Yeah, that would be cool. I do know that this is a new test; their previous one wasn't as good.


* *




@timeless, @birdsintrees, @TB Test, @Figure ; can this get a sticky?


----------



## Dora (Apr 25, 2016)




----------



## TTIOTBSAL (May 26, 2014)

1w9 SO (doutful as a core). 
6 SP (yup). 
4 SP (it seems so).


----------



## Popinjay (Sep 19, 2011)

This is wildly different from the 3w4 SP/SX I got from Enneagram Institute's paid tests: 

View attachment 594234


----------



## Lord Bullingdon (Aug 9, 2014)

You are most likely a type 5 (the Investigator) with 4 wing

Sexual variant


Type 5 SX
Type 4 SP
Type 8 SP
Type 3 SX
Type 7 SO
Type 1 SP
Type 6 SX
Type 9 SX
Type 2 SP

Not gonna complain.


----------



## snowpetal (Sep 16, 2016)

I hate how these tests always assume that if you're not anxious/self-conscious you must be a 1 or an 8. I'm relatively assertive and a 4, but these tests always say I'm a 1 or 8 :/


----------



## Jaune (Jul 11, 2013)

*You are most likely a type 5 (the Investigator)
with balanced wings

Self-preservation variant*

Type 5 SP
Type 4 SP
Type 6 SP
Type 1 SP
Type 9 SX
Type 8 SP
Type 7 SO
Type 3 SX
Type 2 SP


----------



## Jakuri (Sep 7, 2015)

Man no sx at all :laughing:

and 1, 4, 5, 6, 9 being at top 5 again, no surprise.


----------



## ninjahitsawall (Feb 1, 2013)

Chesire Tower said:


> I seem to be a helluva lot better at figuring out my tritype then my instincts for some reason, so I figured what the hell. XD


Same..my results for instincts are all over the place, even when taking the same test at different times. This is a new one lol (I've taken this test before)--I've never gotten SO on any instinct test :laughing:

You are most likely a type 5 (the Investigator)
with balanced wings

Social variant


Type 5 SO
Type 1 SP
Type 4 SP
Type 6 SP
Type 9 SP
Type 8 SP
Type 3 SP
Type 7 SO
Type 2 SP


----------



## Shinsei (May 9, 2016)

Type 5w4, SX/SP

Type 5 SX
Type 8 SP
Type 1 SX
Type 4 SP
Type 3 SX
Type 6 SP
Type 7 SP
Type 9 SX
Type 2 SX


----------



## Chesire Tower (Jan 19, 2013)

ninjahitsawall said:


> Same..my results for instincts are all over the place, even when taking the same test at different times.
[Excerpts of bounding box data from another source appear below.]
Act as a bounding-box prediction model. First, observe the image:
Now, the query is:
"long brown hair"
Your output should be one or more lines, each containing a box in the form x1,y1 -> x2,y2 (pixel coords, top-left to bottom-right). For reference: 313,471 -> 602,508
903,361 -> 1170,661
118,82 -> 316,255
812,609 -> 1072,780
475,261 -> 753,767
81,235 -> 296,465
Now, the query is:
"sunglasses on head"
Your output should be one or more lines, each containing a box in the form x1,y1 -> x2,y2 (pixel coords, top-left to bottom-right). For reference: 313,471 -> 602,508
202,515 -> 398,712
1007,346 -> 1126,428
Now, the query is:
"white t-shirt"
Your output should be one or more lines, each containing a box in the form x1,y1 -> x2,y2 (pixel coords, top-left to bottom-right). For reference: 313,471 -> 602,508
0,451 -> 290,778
This is a new one lol (I've taken this test before)--I've never gotten SO on any instinct test :laughing:
> 
> You are most likely a type 5 (the Investigator)
> with balanced wings
> ...


Well, judging by your results; you're clearly and SX last. I would advise you to take other similar tests and compare it with this one. I got this result on SOM's test and Stiletto's. Ignore Enneagram Explorations.net; the instinctual variants part of their test is worthless.


----------



## Aridela (Mar 14, 2015)

Chesire Tower said:


> I seem to be a helluva lot better at figuring out my tritype then my instincts for some reason, so I figured what the hell. XD
> 
> 
> *https://www.eclecticenergies.com/enneagram/test-2.php
> ...


I honestly don't trust this test one bit. 
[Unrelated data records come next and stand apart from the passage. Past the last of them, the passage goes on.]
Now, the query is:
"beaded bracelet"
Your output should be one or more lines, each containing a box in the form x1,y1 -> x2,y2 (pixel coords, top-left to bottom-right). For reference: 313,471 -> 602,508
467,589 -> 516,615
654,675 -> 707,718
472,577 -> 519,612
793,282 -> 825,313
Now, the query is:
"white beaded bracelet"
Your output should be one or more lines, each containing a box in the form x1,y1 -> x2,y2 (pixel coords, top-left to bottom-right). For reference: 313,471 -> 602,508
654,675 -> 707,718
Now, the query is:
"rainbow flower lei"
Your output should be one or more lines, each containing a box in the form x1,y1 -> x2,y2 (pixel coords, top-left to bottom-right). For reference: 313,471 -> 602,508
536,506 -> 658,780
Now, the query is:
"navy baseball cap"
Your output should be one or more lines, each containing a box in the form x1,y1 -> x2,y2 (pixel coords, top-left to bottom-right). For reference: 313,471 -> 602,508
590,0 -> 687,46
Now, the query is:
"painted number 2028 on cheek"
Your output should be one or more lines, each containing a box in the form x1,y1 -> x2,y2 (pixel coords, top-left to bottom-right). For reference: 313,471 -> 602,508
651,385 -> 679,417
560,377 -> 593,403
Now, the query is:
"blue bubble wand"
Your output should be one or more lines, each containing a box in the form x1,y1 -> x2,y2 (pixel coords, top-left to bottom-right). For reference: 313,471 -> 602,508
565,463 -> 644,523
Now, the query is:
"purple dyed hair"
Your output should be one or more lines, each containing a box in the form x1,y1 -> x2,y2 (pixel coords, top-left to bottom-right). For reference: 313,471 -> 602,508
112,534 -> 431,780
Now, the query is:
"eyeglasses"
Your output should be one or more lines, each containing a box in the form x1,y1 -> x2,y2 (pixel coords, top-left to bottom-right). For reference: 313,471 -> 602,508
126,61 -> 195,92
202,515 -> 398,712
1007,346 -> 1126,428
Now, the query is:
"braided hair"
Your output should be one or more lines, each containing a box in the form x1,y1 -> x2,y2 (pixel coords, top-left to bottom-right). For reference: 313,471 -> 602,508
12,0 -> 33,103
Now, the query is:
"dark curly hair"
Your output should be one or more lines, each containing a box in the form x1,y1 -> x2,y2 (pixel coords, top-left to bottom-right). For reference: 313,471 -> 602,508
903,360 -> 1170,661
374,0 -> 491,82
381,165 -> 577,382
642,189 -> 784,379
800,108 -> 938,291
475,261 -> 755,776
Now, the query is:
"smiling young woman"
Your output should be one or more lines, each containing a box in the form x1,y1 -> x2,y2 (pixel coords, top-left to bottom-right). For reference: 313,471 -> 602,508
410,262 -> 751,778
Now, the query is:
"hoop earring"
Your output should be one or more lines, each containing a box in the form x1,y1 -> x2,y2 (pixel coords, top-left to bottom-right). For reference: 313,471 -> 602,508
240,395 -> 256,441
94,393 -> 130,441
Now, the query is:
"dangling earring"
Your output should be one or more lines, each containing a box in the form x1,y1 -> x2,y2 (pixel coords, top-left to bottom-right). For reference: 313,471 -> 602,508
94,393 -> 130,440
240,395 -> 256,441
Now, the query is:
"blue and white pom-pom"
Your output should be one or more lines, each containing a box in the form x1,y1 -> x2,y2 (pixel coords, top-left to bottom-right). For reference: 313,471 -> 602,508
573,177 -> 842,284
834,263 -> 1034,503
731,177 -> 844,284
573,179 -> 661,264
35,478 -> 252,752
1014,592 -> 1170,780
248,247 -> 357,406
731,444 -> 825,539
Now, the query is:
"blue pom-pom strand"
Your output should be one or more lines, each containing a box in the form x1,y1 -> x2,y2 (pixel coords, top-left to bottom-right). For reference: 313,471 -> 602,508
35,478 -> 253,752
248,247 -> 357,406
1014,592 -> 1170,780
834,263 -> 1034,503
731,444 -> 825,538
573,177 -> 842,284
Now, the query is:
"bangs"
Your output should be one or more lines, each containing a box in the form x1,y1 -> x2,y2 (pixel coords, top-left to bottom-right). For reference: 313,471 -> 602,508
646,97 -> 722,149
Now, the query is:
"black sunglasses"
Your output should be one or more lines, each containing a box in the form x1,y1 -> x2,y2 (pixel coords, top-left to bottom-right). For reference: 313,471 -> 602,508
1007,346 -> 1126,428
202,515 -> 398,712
Gives me different results everytime I do it. 

But for what it's worth: 

You are most likely a type 4 (the Individualist) with 5 wing

Social variant


Type 4 SO
Type 5 SP
Type 9 SX
Type 1 SP
Type 6 SP
Type 3 SX
Type 2 SP
Type 8 SO
Type 7 SO


----------



## ninjahitsawall (Feb 1, 2013)

Chesire Tower said:


> Well, judging by your results; you're clearly and SX last. I would advise you to take other similar tests and compare it with this one. I got this result on SOM's test and Stiletto's. Ignore Enneagram Explorations.net; the instinctual variants part of their test is worthless.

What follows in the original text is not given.